Além disso, já que tanto o Geocentrismo quanto o Heliocentrismo constituem hipóteses necessariamente falíveis e transitórias (afinal, hoje sabemos que o Sol não é o centro do Universo) e uma vez que os epistemólogos já `demostraram' (sic) que as hipóteses científicas nada mais são do que receitas de cálculo que não refletem necessariamente uma realidade exterior independente do observador humano (conforme a epistemologia do Cardeal Belarmino), fica claro que a atitude `realista' e `intolerante' de Galileu só poderia ter origem em uma ideologia reacionária sexista. Tudo muito interessante.
E no entanto, a Terra se move...
O ponto é que tais `consequências' machistas, ideológicas etc. não decorrem diretamente do fato da Terra girar em torno de si e do Sol (em primeira aproximação), mas são construídas e elaboradas (consciente ou inconscientemente) pelas pessoas que as defenderam ou rejeitaram nesta situação imaginária.

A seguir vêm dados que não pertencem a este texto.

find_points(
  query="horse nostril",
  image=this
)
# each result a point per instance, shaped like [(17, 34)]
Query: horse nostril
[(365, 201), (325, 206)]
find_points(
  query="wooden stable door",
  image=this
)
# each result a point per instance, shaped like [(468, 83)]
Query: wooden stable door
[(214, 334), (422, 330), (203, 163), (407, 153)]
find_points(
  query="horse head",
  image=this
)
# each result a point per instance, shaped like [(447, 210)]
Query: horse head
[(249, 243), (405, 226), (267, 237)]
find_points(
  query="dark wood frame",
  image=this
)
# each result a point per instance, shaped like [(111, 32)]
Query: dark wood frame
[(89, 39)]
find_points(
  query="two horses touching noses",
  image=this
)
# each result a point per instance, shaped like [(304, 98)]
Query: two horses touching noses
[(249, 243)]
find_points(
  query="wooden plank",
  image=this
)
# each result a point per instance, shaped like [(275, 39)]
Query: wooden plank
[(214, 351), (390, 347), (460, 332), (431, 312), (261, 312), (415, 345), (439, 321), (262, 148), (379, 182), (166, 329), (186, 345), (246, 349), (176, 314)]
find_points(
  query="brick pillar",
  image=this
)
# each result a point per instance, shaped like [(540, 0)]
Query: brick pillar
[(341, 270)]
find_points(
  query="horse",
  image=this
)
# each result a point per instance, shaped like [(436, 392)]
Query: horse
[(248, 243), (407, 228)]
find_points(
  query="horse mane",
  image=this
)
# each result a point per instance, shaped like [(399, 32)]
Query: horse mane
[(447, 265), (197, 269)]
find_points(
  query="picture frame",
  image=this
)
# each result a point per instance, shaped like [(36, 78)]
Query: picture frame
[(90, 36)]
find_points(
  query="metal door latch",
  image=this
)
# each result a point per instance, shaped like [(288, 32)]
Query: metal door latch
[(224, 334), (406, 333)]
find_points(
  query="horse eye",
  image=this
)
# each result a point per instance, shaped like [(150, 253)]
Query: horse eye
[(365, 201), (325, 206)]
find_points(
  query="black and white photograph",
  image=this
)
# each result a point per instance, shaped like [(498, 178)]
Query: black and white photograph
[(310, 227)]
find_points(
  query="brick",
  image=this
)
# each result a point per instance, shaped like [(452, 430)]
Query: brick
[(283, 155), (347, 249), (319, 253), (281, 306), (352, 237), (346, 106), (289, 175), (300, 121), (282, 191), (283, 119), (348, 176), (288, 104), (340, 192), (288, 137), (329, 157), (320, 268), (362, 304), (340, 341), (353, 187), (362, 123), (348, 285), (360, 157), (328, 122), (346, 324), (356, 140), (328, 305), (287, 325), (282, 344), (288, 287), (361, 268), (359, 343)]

Implicações alternativas, em que se encarasse o Heliocentrismo como lbertário e o Geocentrismo como pensamento reacionário, oderiam ser (e historicamente foram) desenvolvidas. ssim, se nossos companheiros da `esquerda renascentista' acoplassem
seu projeto ético-político à defesa intransigente do Geocentrismo, isto seria não apenas um enorme equívoco estratégico mas também levaria a um triste e progressivo abandono de sua honestidade intelectual. Não adianta se negar a olhar pelo telescópio! A atitude de permitir-se o auto-engano desde que seja por uma boa causa traz péssimos frutos
a médio prazo.
Nota de Rodapé: No caso do debate sobre a influência genética sobre a personalidade, talvez um dos novos telescópios seja a possibilidade de clonagem humana, que de uma hora para outra tornou altamente testáveis as afirmativas sociodeterministas, irritando profundamente tanto os ambientalistas comportamentais quanto os ... reencarnacionistas! Reconhecer este fato não implica em nenhum endosso ético desse tipo de clonagem.